Mit der Aussage „Die Vorliebe der Bourgeoisie für den Surrealismus ist Ausdruck ihrer andauernden Pubertät. Mutter“, lässt MK Kaehne einen Wandteller, Symbol von Spießigkeit, verzieren; hinterfragt die bekannten Stereotype.
Kaehne, der 1963 in Vilnius, Litauen (UdSSR) geboren wird, seine Kindheit und Jugend in Moskau, später in Berlin-Ost verbringt, und seine künstlerische Karriere in der Wendezeit startet, macht die Erfahrung, dass die kommunistische Idee von innen gescheitert ist: die, die den Kommunismus proklamiert haben, sind Dikatoren geworden; der glühende Gedanke war gekoppelt mit Spießigkeit und Borniertheit.

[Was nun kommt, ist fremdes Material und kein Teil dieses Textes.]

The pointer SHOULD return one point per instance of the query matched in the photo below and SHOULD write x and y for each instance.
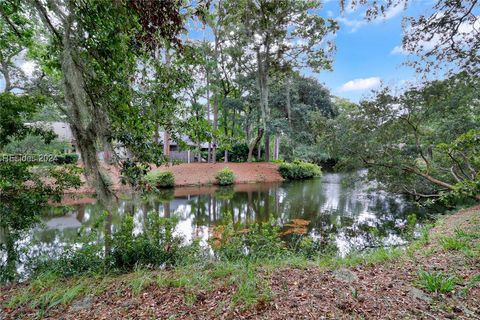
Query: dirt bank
(188, 174)
(198, 174)
(384, 287)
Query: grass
(252, 290)
(452, 243)
(437, 282)
(381, 255)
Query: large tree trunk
(262, 69)
(215, 127)
(288, 100)
(253, 144)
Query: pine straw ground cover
(437, 277)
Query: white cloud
(28, 67)
(398, 50)
(354, 24)
(360, 84)
(393, 11)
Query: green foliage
(160, 179)
(437, 282)
(452, 243)
(423, 142)
(225, 177)
(237, 153)
(34, 144)
(156, 246)
(299, 170)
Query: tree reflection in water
(339, 208)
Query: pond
(341, 208)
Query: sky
(368, 53)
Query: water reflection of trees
(334, 208)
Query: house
(175, 150)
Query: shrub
(299, 170)
(156, 246)
(160, 179)
(237, 153)
(225, 177)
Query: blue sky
(368, 52)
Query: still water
(340, 207)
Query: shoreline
(381, 284)
(197, 175)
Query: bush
(299, 170)
(225, 177)
(160, 179)
(156, 246)
(237, 153)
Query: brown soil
(382, 291)
(199, 174)
(204, 173)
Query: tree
(26, 187)
(421, 142)
(278, 35)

Seine Biografie hat ihn zur künstlerischen Auseinandersetzung mit dem russischen Konstruktivismus geführt. Streng analytisch arbeitet Kaehne am Thema, das Resultat aber ist ironisch. Das biografische Erleben des Künstlers wird Projektionsfläche, die Subjektivtät so lange abstrahiert, bis das allgemein Gültige zu erkennen ist, grammatkalisch-formal wie inhaltlich-diskursiv. „Alles kann in die Kreativität einfließen, durch wachsames Beobachten, ohne Absicht, ohne Wollen. Nur muss es unbedingt wertfrei sein!“ sagt MK Kaehne.
Im Kabinet der Galerie ist eine weitere vom Künstler hyperrealistisch gefertigte Figur zu sehen: die Büste eines Jungen, präsentiert auf einem Sockel mit Plexiglashaube, ein Vitrinenkasten in sowjetrussischem Stil. Der Junge trägt ein Kapuzenshirt mit dem aufgestickten Schriftzug „My mother was a friend of an enemy of the people„; einem Song der Punk-Band blurt entlehnt. Auch hier kein Bruch, sagt der Künstler, denn auch Punk ist Pop (Populär-Musik).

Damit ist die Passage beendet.